In a recent blog post, Amazon announced the addition of three new features to its Rekognition Service. These new features enable detection and recognition of text in images, face detection up to a hundred in a full picture, and real-time face recognition across ten million faces.
At Amazon re:Invent 2016, Amazon introduced Rekognition, allowing developers to add image analysis to their applications. Amazon is now making additional investments in this cognitive service with these new features. An early adopter of the Amazon Rekognition service is Pinterest. Their CTO, Vanja Josifovski, said:
As a visually-driven platform, Pinterest relies heavily on the speed and quality of images, but the text behind those images is just as important, as it provides context and makes Pins actionable for our 200M+ active Pinners. In working with Amazon Rekognition Text in Image, we can better extract the rich text captured in images at scale and with low latency for the millions of Pins stored in Amazon S3. We look forward to continuing to develop the partnership with AWS for high quality and fast experiences for Pinners and businesses on Pinterest.

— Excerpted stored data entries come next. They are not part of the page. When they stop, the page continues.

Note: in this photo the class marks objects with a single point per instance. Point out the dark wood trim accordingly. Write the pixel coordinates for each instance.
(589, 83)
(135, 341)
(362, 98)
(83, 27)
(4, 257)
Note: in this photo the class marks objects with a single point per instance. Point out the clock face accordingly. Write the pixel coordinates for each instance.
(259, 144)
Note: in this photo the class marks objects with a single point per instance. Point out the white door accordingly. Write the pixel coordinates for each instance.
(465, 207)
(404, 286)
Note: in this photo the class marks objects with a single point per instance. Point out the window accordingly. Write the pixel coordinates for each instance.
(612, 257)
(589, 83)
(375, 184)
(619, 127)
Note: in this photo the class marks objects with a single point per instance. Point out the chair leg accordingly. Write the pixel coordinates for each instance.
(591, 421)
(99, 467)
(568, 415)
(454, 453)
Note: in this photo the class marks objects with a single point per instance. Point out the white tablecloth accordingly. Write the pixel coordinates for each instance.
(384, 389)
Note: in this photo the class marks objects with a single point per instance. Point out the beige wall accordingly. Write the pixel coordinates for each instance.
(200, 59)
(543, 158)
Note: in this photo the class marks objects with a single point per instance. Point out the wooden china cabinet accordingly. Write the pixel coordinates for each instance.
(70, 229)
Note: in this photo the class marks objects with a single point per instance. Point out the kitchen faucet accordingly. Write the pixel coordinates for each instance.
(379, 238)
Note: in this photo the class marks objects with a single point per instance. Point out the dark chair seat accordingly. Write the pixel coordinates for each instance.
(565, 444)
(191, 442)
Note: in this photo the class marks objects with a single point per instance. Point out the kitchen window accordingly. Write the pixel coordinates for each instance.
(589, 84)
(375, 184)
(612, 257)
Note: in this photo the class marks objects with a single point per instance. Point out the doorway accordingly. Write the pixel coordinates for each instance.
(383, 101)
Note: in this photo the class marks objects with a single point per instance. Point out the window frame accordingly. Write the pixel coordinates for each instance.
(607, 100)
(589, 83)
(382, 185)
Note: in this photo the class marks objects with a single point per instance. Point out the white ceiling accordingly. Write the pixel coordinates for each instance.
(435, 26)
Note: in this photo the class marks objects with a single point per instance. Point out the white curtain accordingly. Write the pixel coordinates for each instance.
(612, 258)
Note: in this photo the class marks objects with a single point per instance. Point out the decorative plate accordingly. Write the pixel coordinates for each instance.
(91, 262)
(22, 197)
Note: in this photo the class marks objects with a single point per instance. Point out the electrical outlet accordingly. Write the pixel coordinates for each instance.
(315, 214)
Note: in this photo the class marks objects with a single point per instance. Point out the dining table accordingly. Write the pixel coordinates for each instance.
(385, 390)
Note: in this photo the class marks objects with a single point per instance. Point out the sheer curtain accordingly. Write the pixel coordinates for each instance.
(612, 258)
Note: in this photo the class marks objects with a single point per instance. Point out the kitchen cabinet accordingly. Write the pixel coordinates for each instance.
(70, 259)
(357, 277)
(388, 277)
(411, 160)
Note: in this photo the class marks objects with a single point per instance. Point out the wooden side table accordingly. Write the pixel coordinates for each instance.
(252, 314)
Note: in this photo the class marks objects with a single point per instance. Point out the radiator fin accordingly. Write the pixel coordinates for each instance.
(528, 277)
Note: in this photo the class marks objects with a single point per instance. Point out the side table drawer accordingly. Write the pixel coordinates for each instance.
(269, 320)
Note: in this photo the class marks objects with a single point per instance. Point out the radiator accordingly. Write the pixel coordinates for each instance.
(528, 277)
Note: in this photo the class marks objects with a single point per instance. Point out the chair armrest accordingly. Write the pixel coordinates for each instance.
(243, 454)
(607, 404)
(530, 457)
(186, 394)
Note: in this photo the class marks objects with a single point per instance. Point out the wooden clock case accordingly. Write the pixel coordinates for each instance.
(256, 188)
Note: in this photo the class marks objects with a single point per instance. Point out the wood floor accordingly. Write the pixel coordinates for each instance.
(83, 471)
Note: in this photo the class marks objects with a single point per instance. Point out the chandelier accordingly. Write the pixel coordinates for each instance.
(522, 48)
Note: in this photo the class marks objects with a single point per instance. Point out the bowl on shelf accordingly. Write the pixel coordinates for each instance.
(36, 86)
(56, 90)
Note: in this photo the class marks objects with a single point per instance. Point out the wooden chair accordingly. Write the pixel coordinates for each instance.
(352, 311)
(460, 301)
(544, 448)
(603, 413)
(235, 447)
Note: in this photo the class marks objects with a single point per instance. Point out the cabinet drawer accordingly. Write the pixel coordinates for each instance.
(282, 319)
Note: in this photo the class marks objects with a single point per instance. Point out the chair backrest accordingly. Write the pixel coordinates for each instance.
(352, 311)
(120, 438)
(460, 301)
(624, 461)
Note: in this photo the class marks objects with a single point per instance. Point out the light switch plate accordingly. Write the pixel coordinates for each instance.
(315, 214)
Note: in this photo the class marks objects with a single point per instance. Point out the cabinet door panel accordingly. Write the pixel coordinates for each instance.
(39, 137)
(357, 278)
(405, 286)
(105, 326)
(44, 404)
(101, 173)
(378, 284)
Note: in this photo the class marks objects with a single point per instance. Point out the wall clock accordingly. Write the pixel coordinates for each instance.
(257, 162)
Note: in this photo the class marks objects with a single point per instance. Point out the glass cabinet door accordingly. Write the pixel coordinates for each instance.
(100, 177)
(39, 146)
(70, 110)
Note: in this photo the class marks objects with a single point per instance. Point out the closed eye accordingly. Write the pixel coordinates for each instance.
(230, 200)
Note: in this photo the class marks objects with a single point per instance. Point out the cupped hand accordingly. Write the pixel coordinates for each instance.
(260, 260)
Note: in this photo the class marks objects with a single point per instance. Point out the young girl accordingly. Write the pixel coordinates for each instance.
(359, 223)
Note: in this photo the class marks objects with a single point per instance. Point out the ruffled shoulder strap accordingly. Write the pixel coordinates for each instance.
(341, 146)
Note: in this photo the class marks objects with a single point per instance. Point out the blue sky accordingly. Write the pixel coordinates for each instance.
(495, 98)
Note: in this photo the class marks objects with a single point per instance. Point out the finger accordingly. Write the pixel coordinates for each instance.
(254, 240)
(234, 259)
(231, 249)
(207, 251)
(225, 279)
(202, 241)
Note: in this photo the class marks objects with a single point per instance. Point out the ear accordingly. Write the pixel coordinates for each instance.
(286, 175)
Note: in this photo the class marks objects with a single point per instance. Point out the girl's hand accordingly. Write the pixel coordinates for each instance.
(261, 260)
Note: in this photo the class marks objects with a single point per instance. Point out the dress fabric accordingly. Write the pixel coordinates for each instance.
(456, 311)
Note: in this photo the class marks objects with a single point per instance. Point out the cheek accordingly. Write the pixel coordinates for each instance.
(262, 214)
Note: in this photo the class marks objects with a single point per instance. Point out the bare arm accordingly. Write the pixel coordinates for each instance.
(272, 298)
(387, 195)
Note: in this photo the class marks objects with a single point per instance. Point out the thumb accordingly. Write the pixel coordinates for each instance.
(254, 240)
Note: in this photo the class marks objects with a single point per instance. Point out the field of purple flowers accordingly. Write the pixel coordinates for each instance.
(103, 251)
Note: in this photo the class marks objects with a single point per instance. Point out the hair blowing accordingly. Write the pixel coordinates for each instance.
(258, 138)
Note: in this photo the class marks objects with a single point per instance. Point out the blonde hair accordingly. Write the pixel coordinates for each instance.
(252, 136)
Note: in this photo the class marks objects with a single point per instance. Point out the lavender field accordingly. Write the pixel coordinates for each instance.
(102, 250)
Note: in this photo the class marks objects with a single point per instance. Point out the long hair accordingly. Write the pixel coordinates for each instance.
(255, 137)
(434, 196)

Cloudinary, a media management platform for web and mobile developers, has incorporated the Rekognition Service's new features into their services. Daniel Amitai, vice president of Business Development at Cloudinary, said:
Cloudinary has worked closely with Amazon Web Services (AWS) to bring this solution to life. Our integration with Amazon Rekognition takes this relationship to the next level, eliminating the tedious work of manually analyzing image content and allowing users to automatically categorize images as part of their existing image management workflow.
Amazon’s Rekognition API provides several operations for facial recognition, and image analysis features, which are:
- DetectFaces to detect up to a hundred of the largest faces in an image. For each face, it provides details like age range, gender, and emotions.
- CompareFaces to compare facial features. The comparison of one or up to a hundred of the largest faces in the input image is compared in detected faces in the target picture.
- DetectText to detect and extract text from images. The text is returned as an array of elements.
- RecognizeCelebrities to identify specific celebrities in an image up to a hundred. For each determined celebrity details like the name, URL links to additional information, and match confidence are provided.
Customers can try out the API capabilities by logging into Amazon AWS.
Developers can analyze images uploaded as an object or byte array to Amazon Simple Storage Service (S3) by leveraging the Rekognition API. Rekognition supports both JPEG and PNG formats, and images can be up to 15 MB when passed as an S3 object, or up to 5 MB as a byte array. The Rekognition API can be consumed in various languages such as Java, .NET, and Python through their respective AWS SDKs. Amazon Rekognition is currently available in US regions and Europe, and pricing details are available on their site.
Amazon, Google, and Microsoft compete with each other through their respective Artificial Intelligence (AI) offerings in an attempt to bring in more customers to their platforms. Microsoft offers over 25 APIs with its Cognitive Services, including the Emotion and Computer Vision API that has the image and face analysis capabilities. Google provides the Vision API, which enables detection of objects and faces in images. Both Google and Microsoft have had these recognition services available for some time, and Amazon is now stepping up to catch up with more push of their services. According to Bloomberg in an Investopedia article:
Among the areas where Amazon falls short is the development of AI applications that will assist cloud computing clients in parsing data, understanding speech, and recognizing images. While Amazon remains the market leader in cloud computing, Microsoft and Google are closing the gap partly by offering AI applications that are inducing clients to switch.